Moreover, the Zionist leadership does not stand alone in its maximalist claims. Though a majority of Israelis voiced support for the “disengagement,” the will to remove the colonies of the West Bank is drastically weaker. Expansionism in Israel arises from complex socio-political phenomena and has a long, tangled history. And however much some adherents of Zionism may object to control over the West Bank, we ignore the harsh realities of Zionism at our own risk.
...One who supports an ideology of racism and militarist expansionism cannot ignore the suffering that results. Despite the protestations of the Zionist left that Zionism should be taken back to its pure, just roots, Zionism is a captive of its own tragic flaws. There is no such thing as a "just Zionism," just as there is no such thing as a "just white supremacism" or "just colonialism." A system that enshrines bigotry, that establishes one people as the chosen people of a state, whatever the putative justifications, cannot but discriminate and oppress.

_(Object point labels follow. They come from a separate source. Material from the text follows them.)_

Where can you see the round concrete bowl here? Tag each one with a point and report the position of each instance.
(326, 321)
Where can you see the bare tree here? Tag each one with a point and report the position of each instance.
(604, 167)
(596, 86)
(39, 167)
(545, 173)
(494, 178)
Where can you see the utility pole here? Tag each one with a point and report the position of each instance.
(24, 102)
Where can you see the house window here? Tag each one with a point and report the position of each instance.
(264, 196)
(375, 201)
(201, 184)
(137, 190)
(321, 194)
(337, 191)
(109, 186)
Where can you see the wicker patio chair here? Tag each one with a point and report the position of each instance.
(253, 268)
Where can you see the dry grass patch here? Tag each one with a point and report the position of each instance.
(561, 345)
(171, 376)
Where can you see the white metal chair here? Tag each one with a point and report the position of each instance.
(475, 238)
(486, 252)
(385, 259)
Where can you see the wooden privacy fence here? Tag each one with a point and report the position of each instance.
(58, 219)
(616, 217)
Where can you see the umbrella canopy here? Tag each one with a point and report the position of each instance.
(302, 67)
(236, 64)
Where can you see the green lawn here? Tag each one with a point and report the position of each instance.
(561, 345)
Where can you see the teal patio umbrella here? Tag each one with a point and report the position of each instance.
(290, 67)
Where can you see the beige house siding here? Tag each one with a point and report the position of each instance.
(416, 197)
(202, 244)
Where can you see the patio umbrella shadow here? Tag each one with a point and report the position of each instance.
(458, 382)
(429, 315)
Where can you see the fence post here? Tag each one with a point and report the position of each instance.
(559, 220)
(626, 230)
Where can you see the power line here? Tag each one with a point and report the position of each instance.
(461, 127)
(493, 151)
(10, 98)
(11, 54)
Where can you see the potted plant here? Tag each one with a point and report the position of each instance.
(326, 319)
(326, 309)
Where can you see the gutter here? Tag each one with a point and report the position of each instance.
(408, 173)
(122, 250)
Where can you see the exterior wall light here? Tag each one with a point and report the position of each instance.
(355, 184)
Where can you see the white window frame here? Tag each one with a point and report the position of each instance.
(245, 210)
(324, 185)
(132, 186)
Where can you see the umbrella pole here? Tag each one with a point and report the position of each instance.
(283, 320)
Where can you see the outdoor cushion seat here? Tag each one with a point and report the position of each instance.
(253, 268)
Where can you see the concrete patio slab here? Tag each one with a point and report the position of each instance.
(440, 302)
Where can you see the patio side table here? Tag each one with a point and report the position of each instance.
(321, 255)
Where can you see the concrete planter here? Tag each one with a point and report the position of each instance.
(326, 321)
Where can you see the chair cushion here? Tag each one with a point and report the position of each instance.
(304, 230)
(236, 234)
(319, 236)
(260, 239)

But just as the racism of the Zionism system generates oppression, its claims to justice and democracy cannot be ignored either, especially by those who are the staunchest supporters of bigotry and privilege. A system that makes racist claims will be called upon to be racist, while a system that claims to be just and democratic will be called upon to be just and democratic. From Palestinians in the West Bank and Gaza, to the Palestinian citizens of Israel, to the Druze, to the Ethiopian Jews, the downtrodden have and will continue to come knocking on the door of the Israeli state to cash in on the promises it has made. And as their calls grow louder, Zionism's contradictions will grow all the more apparent. Like ideas, people have an uncanny way of refusing to disappear.

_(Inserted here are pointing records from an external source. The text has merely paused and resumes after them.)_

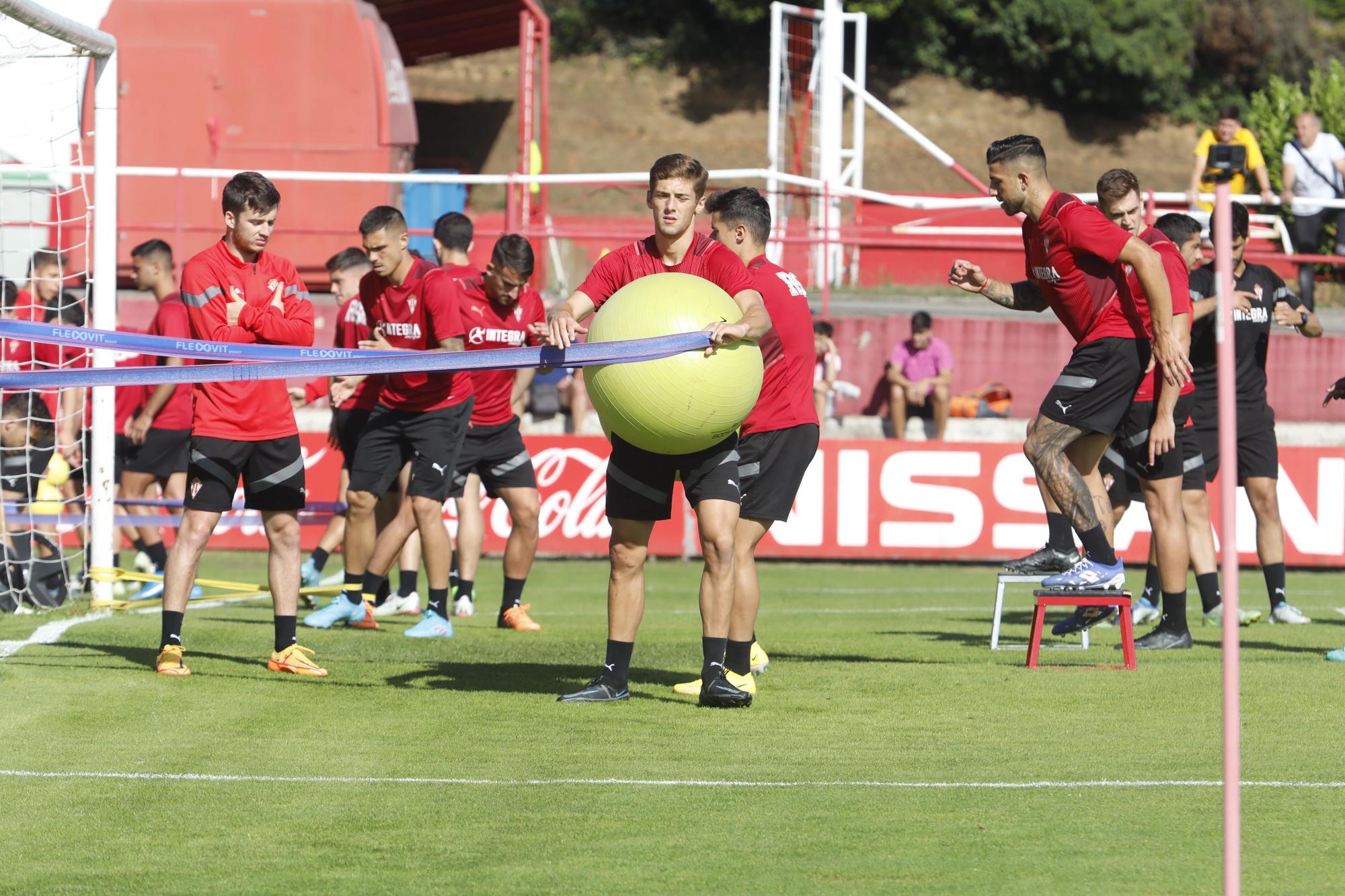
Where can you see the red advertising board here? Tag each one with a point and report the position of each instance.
(876, 501)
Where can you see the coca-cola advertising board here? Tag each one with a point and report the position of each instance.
(875, 501)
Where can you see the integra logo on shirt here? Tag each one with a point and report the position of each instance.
(410, 331)
(479, 335)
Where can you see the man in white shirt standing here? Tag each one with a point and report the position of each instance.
(1313, 166)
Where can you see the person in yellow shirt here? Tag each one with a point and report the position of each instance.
(1229, 130)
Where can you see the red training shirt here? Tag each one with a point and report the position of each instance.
(259, 409)
(705, 259)
(420, 314)
(352, 329)
(787, 352)
(1073, 257)
(492, 326)
(1179, 284)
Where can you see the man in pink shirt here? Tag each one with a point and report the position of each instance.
(919, 374)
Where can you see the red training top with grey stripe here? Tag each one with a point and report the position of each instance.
(249, 411)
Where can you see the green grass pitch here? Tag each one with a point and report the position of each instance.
(880, 674)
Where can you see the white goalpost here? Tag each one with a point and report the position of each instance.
(46, 61)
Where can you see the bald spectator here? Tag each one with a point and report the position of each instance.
(1229, 130)
(921, 373)
(1313, 167)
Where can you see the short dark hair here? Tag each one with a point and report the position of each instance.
(157, 249)
(743, 206)
(513, 252)
(348, 259)
(249, 190)
(1242, 222)
(1179, 228)
(1117, 185)
(1020, 146)
(454, 231)
(44, 257)
(383, 218)
(29, 405)
(680, 167)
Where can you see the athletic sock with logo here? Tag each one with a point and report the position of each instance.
(714, 650)
(513, 594)
(1175, 611)
(286, 633)
(407, 581)
(438, 602)
(738, 657)
(618, 663)
(170, 628)
(1061, 537)
(1210, 596)
(1098, 548)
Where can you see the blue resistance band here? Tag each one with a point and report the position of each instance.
(578, 356)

Look at it from the Israeli perspective: the whole point of creating Israel was so that the Jewish people would be able to exercise self-determination in a state of our own. If we wanted to live as a minority in America, clearly that is an available option to us. What B is talking about is a situation in which Israel no longer exists in any meaningful way. What would it mean for the "Zionist regime" to no longer exist? Presumabely this would entail the combination of Israel, the West Bank, and Gaza into a single political entity, and the "return" of millions of Palestinian refugees. Overnight Jews would no longer be a majority in the state. Everything substantively Jewish about the state's organization would presumabely disappear. I don't know how any honest, rational person can pretend that this scenario would not constitute the destruction of Israel just because the state might retain the name "Israel."